Tesco Banking
Tesco Banking was underway to make its Clubcard scheme more accessible to its customers and wanted to develop a Tesco Bank Credit Card with Clubcard integrated into their existing mobile banking application. The development team requested support from Complete Cyber to perform analysis of their mobile architecture solution to ensure compliance and to ensure best practices pertaining to mobile security were being implemented.
SCOPE
CHALLENGES
The development team had already designed and began building the mobile banking applications modifications and therefore, any proposed changes made by our team would introduce extended delays and therefore careful consideration was needed to minimize the impact on the team's go-live date for the integrated Clubcard/Credit Card.
OUTCOMES
We managed to identify a series of issues with the proposed architecture that could lead to potential malicious adversaries compromising the mobile app, should a particularl attack vectors be carried out.

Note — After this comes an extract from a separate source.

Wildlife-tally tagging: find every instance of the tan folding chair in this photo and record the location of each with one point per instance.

This resulted in our team working closely with the solution architects and developers to remediate our findings, such as leveraging native iOS and Kotlin libraries rather than using custom-built solutions for performing cryptographic and secrets management. We also reviewed the interaction between the mobile app and the backend infrastructure owned and managed by Tesco Banking and identified some issues around authentication of the app's microservices and addressed this by the introduction of introducing authentication methods for all calls made between the mobile app and backend IT Infrastructure.